We are a mobile society. We rarely know our neighbors like our parents did 40 years ago. We seldom live in the same town where we grew up and where our family is.   We tend to go through life with blinders on, at least as far as our neighbors are concerned, simply because it is easier not to get involved.

 

 

We've become a nation of isolationists.  And I'm as guilty as the next guy.

 

 

But during a pandemic, we either reject this modus operandi, or we accept tremendous avoidable losses.   

 

 

Perhaps, even our own.

 

 

 

Each of us need, in advance, to make `Flu Buddies'.    And not just people who live alone, although they are at the greatest risk.

 

 

An arrangement with one or more people (or families) that you will come to their aid during a crisis, and that they will come to your's if needed.    For most, these `buddies' will probably be family members, good friends, or neighbors. 

 

People we care about.  

 

Although presumably some may be included in your `flu circle' simply because of their proximity to you.

 

If someone on your `buddy list' gets sick, they will have buddies to help them through it.  Someone to fetch medicine, bring food and water, and make sure they take their meds.   It could literally save someone's life

 

And that `someone' could be you.  Or maybe your family, if you are incapacitated or dead.

 

 

The way I figure it, really good friends and neighbors are exceedingly hard to find. That makes them worth protecting and preserving during a pandemic (or any other crisis), even at some personal risk to yourself. 

 

 

Now - before a pandemic erupts - you can be `prepping buddies'.   Families or friends can sometimes get better deals pooling their resources and buying in bulk.   And while you are at it, you can share knowledge as well.

 

 

By banding together now, you can help encourage your `flu buddy' to prepare before a crisis arrives.   And a `flu buddy' isn't just handy for a pandemic.  

 

 

We live on a violent planet, with earthquakes, floods, hurricanes, and tornados.   Bad things happen, often without warning.  Having a trusted `buddy'  you can call on in an emergency is the world's best insurance.

 

 

 

 

 

There can be great community strength and resilience if we work together.
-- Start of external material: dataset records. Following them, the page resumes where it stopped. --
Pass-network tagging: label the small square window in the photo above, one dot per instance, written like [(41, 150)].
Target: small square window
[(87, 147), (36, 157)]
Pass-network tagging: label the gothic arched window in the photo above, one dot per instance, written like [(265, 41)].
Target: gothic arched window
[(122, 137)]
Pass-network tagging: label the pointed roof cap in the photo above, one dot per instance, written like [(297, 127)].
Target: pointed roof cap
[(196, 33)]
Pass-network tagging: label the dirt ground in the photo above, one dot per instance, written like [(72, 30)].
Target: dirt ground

Cooperation can be a powerful, lifesaving force if we will just unleash it.

 

 

Of course, there is a certain amount of personal risk involved in helping a friend or neighbor during a pandemic.   You may be exposed to the virus, you may even contract it.   If you share food, or water, or medicine . . . you will have less for yourself.

 

All true. 

 

And it can be a hard sell convincing someone who is healthy to tend to someone with an infectious disease.  But there is truly no safe place you can run, no safe place you can hide in a pandemic.  

 

There is risk even if you do nothing to help others. 

 

 

Using PPE's (masks, gloves), being diligent about handwashing, and limiting direct exposure to the absolute minimum can greatly reduce the chance of infection.   The risk is not zero.   But it can be mitigated.

 

 

The bottom line is - We either put aside these fears, and work together in a crisis, or we accept whatever losses a pandemic brings.  

 

 

No, as an individual, it's true you can't save the world. 

 

 

But if you are willing to try, you can sometimes save a small piece of it.